Design and materials
- Workmaster: Unknown
- Materials used: Gold, sapphire, diamonds
- Height: Unknown
- Width: Unknown
- Surprise: Likely a clock inside the egg, shaped like an angel

= Cherub with Chariot (Fabergé egg) =

1888 Imperial Fabergé egg

The Cherub with Chariot egg or Angel with Egg in Chariot is a Tsar Imperial Fabergé egg, one of a series of fifty-two jeweled eggs made under the supervision of Peter Carl Fabergé for the Russian Imperial family.

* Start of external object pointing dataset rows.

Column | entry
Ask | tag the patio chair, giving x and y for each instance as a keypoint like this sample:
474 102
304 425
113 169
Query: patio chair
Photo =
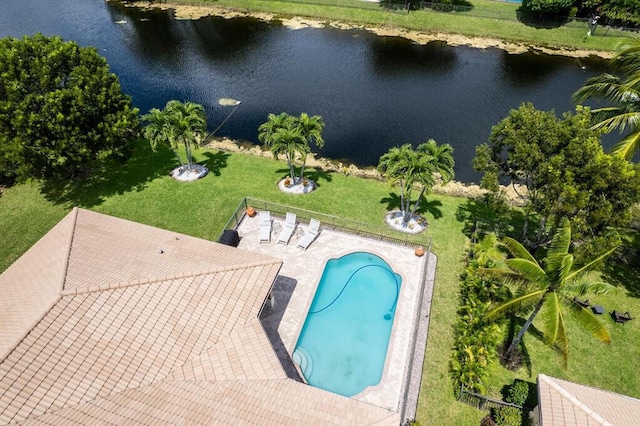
310 235
265 226
287 230
621 318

It was crafted and delivered in 1888 to the Tsar of Russia, Alexander III. Being one of the lost Imperial eggs, few details are known about it.

==Design==

Illustration of the Cherub with Chariot Faberge egg. This illustration is a "best guess" based on written descriptions and on the only photo in which its reflection appears against a pane of glass in a vitrine in 1902

The exact design of the Cherub with Chariot Egg is uncertain. A single photograph of the egg exists, though it is hidden by another egg and can only be seen in a blurry reflection. There is a brief description from the imperial records in the Russian State Historical Archives in Moscow which describes the gift as "Angel pulling chariot with egg - 1500 roubles, angel with a clock in a gold egg 600 roubles." According to Marina Lopato in Fabergé: Imperial Jeweller (1993) this description means the clock is inside the gold egg, which is in the chariot being pulled by the angel. Fabergé's invoice carries a similar description, itemizing a cherub pulling a chariot with an egg and a cherub with clock in a gold egg. These two descriptions are backed up by the 1917 inventory of seized imperial treasure which reads "gold egg, decorated with brilliants (diamonds), a sapphire; with a silver, golded [sic] stand in the form of a two-wheeled wagon with a putto."

==Surprise==
The surprise was a clock inside the egg on the chariot. The exact design is not known.

==History of the egg==
The egg would have been presented to Maria Feodorovna on April 24, 1888 by Alexander III. The egg was kept in the Gatchina Palace in 1891, and was one of 40 or so eggs sent to the Armory Palace of the Kremlin in 1917 after the Revolution by the Provisional Government. In 1922, it was transferred to the Sovnarkom, after which the exact whereabouts of the egg are unknown. In the 1930s Victor and Armand Hammer may have purchased the egg. A sales catalog for Armand Hammer's 1934 exhibition at Lord and Taylor in New York City describes a "miniature silver amour holding wheelbarrow with Easter Egg, made by Fabergé, court jeweler", which seems to describe the Cherub with Chariot Egg. Armand Hammer may have been unaware of the significance of this item if it was in fact the 1888 Imperial egg, since he had a habit of promoting imperial items yet did not make an effort to promote this egg. Whether this was the 1888 egg, and where it is today is unknown.